The original Minster Oktoberfest button has been crested in laser-cut pavers as part of the Minster streetscape project.

MINSTER - With the two-year Fourth Street Reconstruction Project nearing completion, local officials are turning their attention to creating a streetscape depicting the community's heritage.
Plans call for the installation of 14 bronze art pieces or engraved pavers for placement at various locations. Coordinating plaques would explain the historic significance of each piece.
The estimated cost is $27,000 to $30,000, according to village administrator Don Harrod. The Minster Service Club, Minster Journeyman's Club, Oktoberfest Committee and Minster Civic Association are supporting the effort with individuals also making donations.
"People will be able to work their way down Fourth Street and see what makes Minster such a great community," Harrod said. "The self-guided tour is almost like a treasure hunt."
One design - the image of the first Oktoberfest button - already is in place at Minster Machine Centennial Park.
"We decided to go ahead while professional bricklayers were in town installing the pavers," he added. "The design should give people an idea of what we are planning."
The button design, worked in laser-cut pavers, depicts a large wooden shoe bearing colorful tulips. It bears a large "1" denoting the first festival held Oct. 4 and 5, 1975.
Harrod said fundraising efforts will continue with plans to install additional pieces in the spring.
Those pieces would include cast bronze coins embedded in the brick pavers near Centennial Park commemorating the village's 1832 origin. Founder Francis Joseph Stallo and six other men acting as agents for a group of 97 German settlers carried $800 in silver coins in a tin box to purchase 640 acres. The Stallostown settlement was divided into 144 lots and the name later was changed to Minster.
Harrod said rustic log benches would be installed near Francis J. Stallo Library at the corner of Fourth and Main streets. It was in this general area that Stallo built his double log cabin of raw tree trunks.

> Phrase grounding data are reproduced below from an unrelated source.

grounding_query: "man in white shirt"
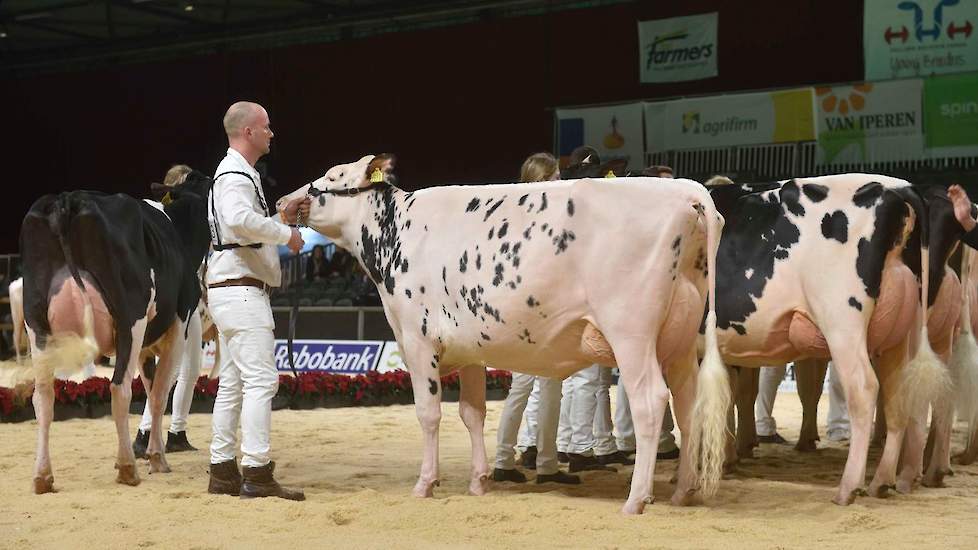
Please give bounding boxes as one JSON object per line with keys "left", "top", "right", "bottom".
{"left": 206, "top": 101, "right": 309, "bottom": 500}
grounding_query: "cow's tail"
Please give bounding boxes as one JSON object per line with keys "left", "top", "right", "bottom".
{"left": 900, "top": 188, "right": 951, "bottom": 419}
{"left": 34, "top": 195, "right": 99, "bottom": 382}
{"left": 953, "top": 246, "right": 978, "bottom": 427}
{"left": 689, "top": 192, "right": 730, "bottom": 499}
{"left": 9, "top": 278, "right": 26, "bottom": 364}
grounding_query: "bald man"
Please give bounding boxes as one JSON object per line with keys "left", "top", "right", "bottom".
{"left": 206, "top": 101, "right": 309, "bottom": 500}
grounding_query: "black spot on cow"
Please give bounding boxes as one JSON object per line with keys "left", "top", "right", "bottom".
{"left": 493, "top": 263, "right": 505, "bottom": 286}
{"left": 481, "top": 332, "right": 491, "bottom": 341}
{"left": 466, "top": 198, "right": 481, "bottom": 212}
{"left": 488, "top": 227, "right": 495, "bottom": 240}
{"left": 500, "top": 242, "right": 510, "bottom": 254}
{"left": 527, "top": 296, "right": 539, "bottom": 307}
{"left": 523, "top": 225, "right": 533, "bottom": 240}
{"left": 420, "top": 286, "right": 425, "bottom": 294}
{"left": 421, "top": 316, "right": 428, "bottom": 336}
{"left": 484, "top": 303, "right": 502, "bottom": 323}
{"left": 400, "top": 258, "right": 409, "bottom": 273}
{"left": 428, "top": 379, "right": 438, "bottom": 394}
{"left": 405, "top": 288, "right": 412, "bottom": 299}
{"left": 848, "top": 297, "right": 863, "bottom": 311}
{"left": 405, "top": 220, "right": 412, "bottom": 230}
{"left": 567, "top": 199, "right": 575, "bottom": 217}
{"left": 821, "top": 211, "right": 849, "bottom": 243}
{"left": 430, "top": 359, "right": 438, "bottom": 369}
{"left": 781, "top": 179, "right": 805, "bottom": 216}
{"left": 538, "top": 193, "right": 548, "bottom": 213}
{"left": 518, "top": 194, "right": 529, "bottom": 206}
{"left": 498, "top": 221, "right": 509, "bottom": 239}
{"left": 541, "top": 223, "right": 549, "bottom": 232}
{"left": 483, "top": 198, "right": 505, "bottom": 221}
{"left": 730, "top": 323, "right": 746, "bottom": 335}
{"left": 802, "top": 183, "right": 829, "bottom": 203}
{"left": 318, "top": 195, "right": 326, "bottom": 207}
{"left": 853, "top": 182, "right": 884, "bottom": 208}
{"left": 553, "top": 230, "right": 576, "bottom": 255}
{"left": 671, "top": 236, "right": 681, "bottom": 251}
{"left": 855, "top": 188, "right": 913, "bottom": 299}
{"left": 442, "top": 266, "right": 447, "bottom": 282}
{"left": 476, "top": 253, "right": 482, "bottom": 270}
{"left": 459, "top": 250, "right": 468, "bottom": 273}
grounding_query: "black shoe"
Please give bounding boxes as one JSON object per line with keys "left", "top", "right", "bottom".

Other additions would include a bronze etched movie poster denoting the location of The Crescent Theatre, which opened in 1933 with a short animated Mutt and Jeff film; a pair of wooden shoes commemorating the history of Wooden Shoe Inn; a bronze plaque depicting an Interurban ticket for the trolley that ran from Lima to Sidney; a horseshoe reminiscent of the Busse & Berning Blacksmith Shop (at the present Minster Police Department site); a tailor's shears carved into the pavers where Garmann's Store once stood; and a post office stamp cancellation carved into a stone panel saluting the village's sesquicentennial in 1982.
Rounding out the designs are a horse-drawn carriage saluting agriculture and the former Minster Farmers Exchange Company (now Trupointe); a train engineer's cap reminiscent of the "Dinky" railroad; bronze ice skates mounted on a German-style fence near the Miami and Erie Canal; embossed tools and hardware engraved in pavers at the former site of Hoying and Westerheide Hardware; and a bronze recipe card recalling the once-popular Kuehner's Bakery.
Harrod explained some streetscape designs would be freestanding while others would be be mounted on building walls or decorative fencing. Each would include a sign explaining the significance.
"The neat thing about this project is that it can be expanded at any point in the future," he said.

Fundraiser tickets on sale:
The Minster Civic Association has launched a fundraiser to benefit the Minster streetscape program.
Members are selling tickets relating to Monday night football games with the winners determined by the first and last digits of the final score. The promotion runs through the New York Jets-Tennessee Titans game on Dec. 17.
A book of tickets is $20 each; all proceeds are earmarked for the streetscape. They are available from any association member, at the village administration building or at Minster Bank.